Cloud Pak for Data Group

CPD Performance Troubleshooting Best Practice Part 2

By Hong Wei Jia posted Sun September 12, 2021 08:36 AM

  
Cloud Pak for Data 3.5 Performance Troubleshooting Best Practice -Part 2

    In the article CPD Performance Troubleshooting Best Practice Part 1 , we introduced the following performance troubleshooting approaches.  

  • Confirm whether it’s a true performance problem
  • Cloud Pak for Data Application level analysis
  • Infrastructure level analysis

As the subsequent of it, we'll introduce the Advanced cluster-level analysis in details in this article.

Advanced cluster-level analysis

Cluster-level metrics under monitor from the OpenShift Container Platform (OCP) console

  • Additional level of details from the Grafana dashboards via OCP console
  • Targeted monitoring using customized queries from Prometheus UI.

In the use case about 30 concurrent users running 30 Notebooks in a workshop. For Notebook to run, there will be dynamic pods allocated along the run. So, the monitoring of the resource reservation and resource usage per node level is needed. And the key part for dynamic pod allocation are resource reservation. This requires advanced cluster-level analysis as follows.

  1. Whether cluster has sufficient idle resource for 30 notebook dynamic pods to start
    • Monitor node level Request vs Capacity %
  2. Whether cluster has sufficient resource to allow 30 concurrent user to run
    • Monitor node level Usage vs Capacity %
  3. Whether there are sufficient CPU & memory from static pods which are shared by the 30 concurrent users.
    • Monitor pod level CPU usage vs limit and Memory usage vs limit
  4.  Whether namespace quotas are configured properly.
    • Monitor namespace level CPU request vs limit and Memory request vs limit
    • Monitor namespace level CPU usage vs limit and Memory usage vs limit

There are Prometheus queries which could quickly get information for the above cluster-level analysis.

Monitor node level Request vs Capacity %

Per Node level : CPU request vs capacity %

100*(

sum by (node) (

(sum by (node, pod,namespace) (kube_pod_container_resource_requests_cpu_cores))

* on (pod,namespace) group_left()

(sum by (node, pod,namespace) (kube_pod_status_phase{phase=~"(Running).*"} == 1))

)

/

sum by (node) (kube_node_status_allocatable_cpu_cores)

)

Per Node level: Memory request vs. capacity %

100*(sum by (node) (

(sum by (pod, node,namespace) (kube_pod_container_resource_requests_memory_bytes))
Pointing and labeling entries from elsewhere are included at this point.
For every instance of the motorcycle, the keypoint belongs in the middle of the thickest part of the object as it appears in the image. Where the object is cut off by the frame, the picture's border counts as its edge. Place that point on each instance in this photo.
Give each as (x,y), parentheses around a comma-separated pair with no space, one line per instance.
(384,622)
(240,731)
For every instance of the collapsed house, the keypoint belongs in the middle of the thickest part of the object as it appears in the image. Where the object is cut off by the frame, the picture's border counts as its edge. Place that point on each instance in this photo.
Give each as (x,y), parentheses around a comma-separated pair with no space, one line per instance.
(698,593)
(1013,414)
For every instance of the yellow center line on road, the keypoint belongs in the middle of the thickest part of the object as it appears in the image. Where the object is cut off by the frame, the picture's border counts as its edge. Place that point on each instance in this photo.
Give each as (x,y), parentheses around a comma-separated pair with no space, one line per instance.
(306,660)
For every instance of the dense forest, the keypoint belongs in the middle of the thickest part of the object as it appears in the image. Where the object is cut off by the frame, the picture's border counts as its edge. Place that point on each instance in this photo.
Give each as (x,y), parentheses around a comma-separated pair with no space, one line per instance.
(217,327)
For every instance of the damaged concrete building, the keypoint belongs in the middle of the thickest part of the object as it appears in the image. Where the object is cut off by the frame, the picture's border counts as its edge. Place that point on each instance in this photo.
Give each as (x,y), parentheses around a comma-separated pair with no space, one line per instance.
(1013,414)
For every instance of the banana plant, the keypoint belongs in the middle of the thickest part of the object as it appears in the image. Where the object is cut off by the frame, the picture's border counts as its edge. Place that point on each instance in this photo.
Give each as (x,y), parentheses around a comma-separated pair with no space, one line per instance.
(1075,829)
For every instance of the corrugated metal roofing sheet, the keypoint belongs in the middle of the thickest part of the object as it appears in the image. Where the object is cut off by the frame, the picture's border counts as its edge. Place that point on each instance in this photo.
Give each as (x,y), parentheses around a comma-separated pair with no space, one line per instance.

* on (pod,namespace) group_left()

(sum by (pod, node,namespace) (kube_pod_status_phase{phase=~"(Running).*"} == 1))

)

/

(sum by (node) (kube_node_status_allocatable_memory_bytes)))

 

Monitor node level Usage vs Capacity %

Per Node level: CPU usage vs capacity %

100*(sum (node_namespace_pod_container:container_cpu_usage_seconds_total:sum_rate) by (node)/(sum(kube_node_status_allocatable_cpu_cores) by (node)))

 

Per Node level: Memory usage vs capacity %

100*(sum(container_memory_usage_bytes{container!=""}) by (node)/sum (kube_node_status_allocatable_memory_bytes) by (node))

  

Note:

If the workloads are unevenly distributed within the cluster, and some balancing work should be done to allow effective use of the full cluster capacity.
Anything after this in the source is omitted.